Окна были распахнуты, и по комнате проносились волны холодного воздуха. Я не подошла к открытому гробу, стоявшему посреди комнаты, мне было достаточно видеть ступни ног, которые из него выглядывали. Роза угощала пришедших наливкой и марципанами. Козимо стоял, прислонившись к стене, сложив руки, с подавленным видом. Мама разговаривала с ним, стоя совсем близко, но в какой-то момент прервала разговор и направилась ко мне.

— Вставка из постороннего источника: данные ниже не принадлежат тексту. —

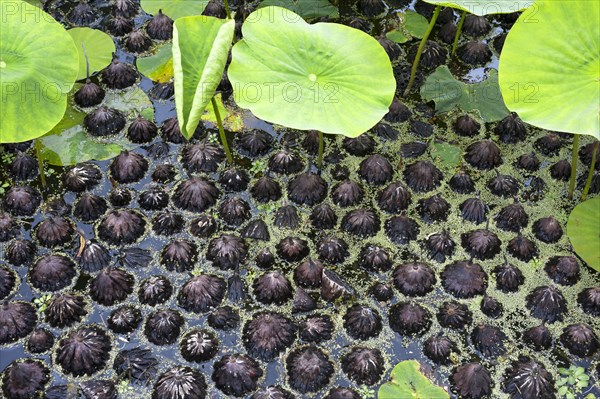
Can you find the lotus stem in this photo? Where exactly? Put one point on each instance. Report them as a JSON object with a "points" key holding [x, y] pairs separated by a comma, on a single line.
{"points": [[573, 166], [222, 131], [38, 153], [320, 156], [413, 71], [458, 30], [588, 182]]}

— Идем, — сказала она и, взяв меня за локоть, отвела в мою комнату.

С того последнего лета здесь ничего, абсолютно ничего не изменилось.

— Ты знала о завещании?

— Каком завещании?

— Не лги мне, Тереза. И не проверяй меня. Я знаю, что у вас с ней был уговор.

— Но я же ей никогда не звонила, — сказала я.

— Она оставила дом тебе. И обстановку, и участок земли — все. Включая сторожку, где живет Козимо со своей противной женой.

Я не сразу осознала, насколько важно было то, что она говорила. Завещание, мебель, Козимо. Меня до глубины души взволновал вид моей аккуратно застеленной постели.

Здесь я была с ним. В этой постели я была с ним.

— Послушай меня, Тереза. Этот дом надо немедленно продать. Не обращай внимания на то, что говорит твой отец. Дом разваливается, в нем завелась всякая дрянь, и Козимо готов его купить. Позволь мне заняться этим.

На следующий день состоялись похороны. Церковь в Специале оказалась слишком маленькой — похоже, на церемонию пришла вся деревня, — поэтому у входа собралась толпа, которая загораживала свет. По окончании службы священник подошел к нашей скамье, чтобы пожать нам руки.